Soweit der Antragsteller behauptet hat, er habe Zahlungen an die Kindesmutter erbracht und hierzu mit der Beschwerde behauptet, er habe für seine Leistungen teilweise Quittungen erhalten, die auf den "01.05.2008", "01.06.2008" und "01.07.200" datieren, streitet dies einer möglichen Verwirkung nicht zwingend zuwider.
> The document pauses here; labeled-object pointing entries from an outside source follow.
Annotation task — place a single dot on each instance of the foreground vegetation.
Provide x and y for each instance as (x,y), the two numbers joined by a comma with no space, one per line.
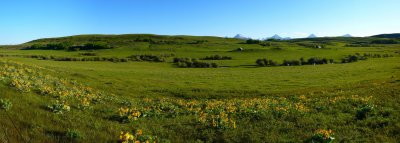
(340,97)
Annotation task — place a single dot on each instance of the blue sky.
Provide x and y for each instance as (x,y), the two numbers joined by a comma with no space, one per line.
(25,20)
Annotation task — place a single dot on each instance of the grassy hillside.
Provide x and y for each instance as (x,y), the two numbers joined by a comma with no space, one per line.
(76,96)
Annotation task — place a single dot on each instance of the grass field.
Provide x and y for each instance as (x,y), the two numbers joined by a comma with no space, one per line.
(94,101)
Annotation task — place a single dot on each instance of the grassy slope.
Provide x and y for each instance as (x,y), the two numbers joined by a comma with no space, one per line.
(134,80)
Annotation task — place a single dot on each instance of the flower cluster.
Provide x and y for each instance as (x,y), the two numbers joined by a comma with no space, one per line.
(323,136)
(136,137)
(59,107)
(127,114)
(26,78)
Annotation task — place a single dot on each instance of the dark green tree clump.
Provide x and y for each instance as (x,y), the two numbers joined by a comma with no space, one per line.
(69,46)
(217,57)
(353,58)
(265,62)
(149,58)
(193,63)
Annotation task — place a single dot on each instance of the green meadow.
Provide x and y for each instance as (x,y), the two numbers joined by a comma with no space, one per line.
(56,95)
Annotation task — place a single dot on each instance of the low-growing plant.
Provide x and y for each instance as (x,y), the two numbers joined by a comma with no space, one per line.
(136,136)
(193,63)
(363,111)
(5,104)
(322,136)
(59,107)
(73,134)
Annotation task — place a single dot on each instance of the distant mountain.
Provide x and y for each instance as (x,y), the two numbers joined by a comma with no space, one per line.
(240,36)
(312,36)
(276,37)
(347,35)
(394,35)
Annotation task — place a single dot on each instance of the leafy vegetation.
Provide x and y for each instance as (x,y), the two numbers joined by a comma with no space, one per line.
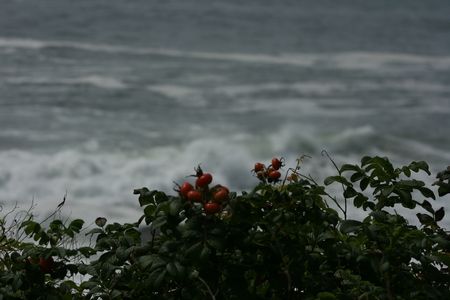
(282,240)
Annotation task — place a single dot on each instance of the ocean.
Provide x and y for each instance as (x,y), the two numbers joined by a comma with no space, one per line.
(100,97)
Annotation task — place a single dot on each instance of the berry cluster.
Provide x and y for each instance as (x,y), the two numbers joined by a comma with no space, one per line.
(271,173)
(211,198)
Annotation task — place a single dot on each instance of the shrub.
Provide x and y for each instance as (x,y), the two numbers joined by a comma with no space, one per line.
(282,240)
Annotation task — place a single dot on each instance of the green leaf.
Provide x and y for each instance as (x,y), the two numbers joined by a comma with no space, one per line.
(145,261)
(364,183)
(359,200)
(340,179)
(160,221)
(348,167)
(86,251)
(426,192)
(365,160)
(176,270)
(421,165)
(348,226)
(357,176)
(175,207)
(216,242)
(350,192)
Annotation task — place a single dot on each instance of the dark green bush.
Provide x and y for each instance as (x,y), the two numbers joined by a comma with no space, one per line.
(282,240)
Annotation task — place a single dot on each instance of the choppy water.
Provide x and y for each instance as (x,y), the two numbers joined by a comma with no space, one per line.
(100,97)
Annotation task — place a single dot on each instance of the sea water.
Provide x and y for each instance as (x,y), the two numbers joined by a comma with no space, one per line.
(100,97)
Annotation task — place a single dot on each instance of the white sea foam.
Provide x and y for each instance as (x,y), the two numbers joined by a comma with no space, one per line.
(100,183)
(95,80)
(346,60)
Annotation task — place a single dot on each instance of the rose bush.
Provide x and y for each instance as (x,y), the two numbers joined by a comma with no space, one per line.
(282,240)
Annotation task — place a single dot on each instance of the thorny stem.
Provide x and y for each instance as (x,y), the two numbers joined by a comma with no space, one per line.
(340,174)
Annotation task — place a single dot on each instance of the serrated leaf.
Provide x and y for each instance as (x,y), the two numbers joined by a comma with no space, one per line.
(348,226)
(145,261)
(365,160)
(426,192)
(216,242)
(176,270)
(175,207)
(348,167)
(340,179)
(158,222)
(350,192)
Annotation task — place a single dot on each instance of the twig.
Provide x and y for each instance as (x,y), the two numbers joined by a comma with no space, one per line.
(343,188)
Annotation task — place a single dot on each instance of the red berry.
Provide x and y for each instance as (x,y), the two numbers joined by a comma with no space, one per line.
(186,188)
(259,167)
(274,175)
(276,163)
(204,180)
(195,196)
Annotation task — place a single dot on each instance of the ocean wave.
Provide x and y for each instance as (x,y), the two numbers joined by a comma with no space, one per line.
(100,181)
(345,60)
(94,80)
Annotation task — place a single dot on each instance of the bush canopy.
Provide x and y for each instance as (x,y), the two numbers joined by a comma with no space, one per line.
(288,238)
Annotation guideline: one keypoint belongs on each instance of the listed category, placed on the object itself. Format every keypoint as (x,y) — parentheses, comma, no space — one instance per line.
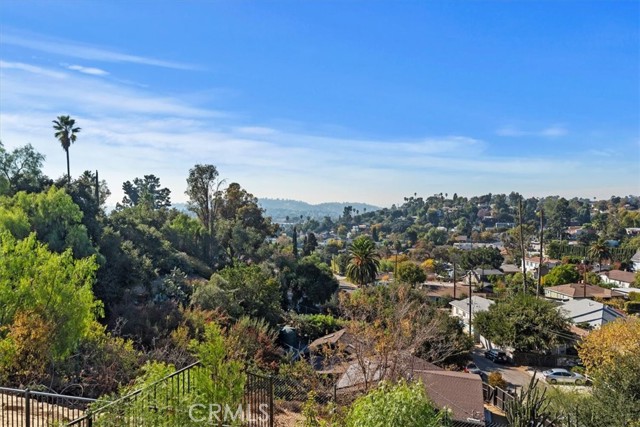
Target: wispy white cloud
(602,152)
(83,51)
(88,70)
(552,131)
(129,131)
(8,65)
Hat er für den mittels Pfändungs- und Überweisungsbeschluss vermeintlich geltend gemachten Zeitraum Leistungen erbracht, so räumt der Antragsteller damit zwar selbst ein, dass tatsächlich Unterhaltsansprüche geltend gemacht worden seien. Hierfür streitet auch der jeweilige Wortlaut der "Quittungen", wonach auf den "Unterhalt gezahlt" worden ist. Indes ist beachtlich, dass dies allein das Jahr 2008 betrifft. Ob er hingegen auch für den weiteren verfahrensgegenständlichen Zeitraum Zahlungen auf die titulierte Unterhaltsforderung erbracht hat und er deswegen davon ausgehen musste, das Kind werde Unterhaltsansprüche auch weiterhin geltend machen, so dass das Umstandsmoment nicht erfüllt sein könnte, ist ebenfalls im Hauptsacheverfahren zu klären. In diesem Zusammenhang wird sich das Familiengericht damit auseinander zu setzen haben, ob im Falle einer annähernd zweijährigen Untätigkeit das Zeitmoment so gewichtig worden sein könnte, dass an das Umstandsmoment entsprechend geringere Anforderungen gestellt werden können.

4.

Von diesen Maßstäben ausgehend erscheint nach dem bisherigen Sach- und Streitstand das unter Beweis gestellte Antragstellervorbringen schlüssig für eine Verwirkung (§ 242 BGB) der titulierten Unterhaltsansprüche im geltend gemachten Zeitraum.

III.

Eine Entscheidung über die außergerichtlichen Kosten des Beschwerdeverfahrens ist nach den §§ 113 Abs. 1 Satz 2 FamFG, 127 Abs. 4 ZPO nicht veranlasst.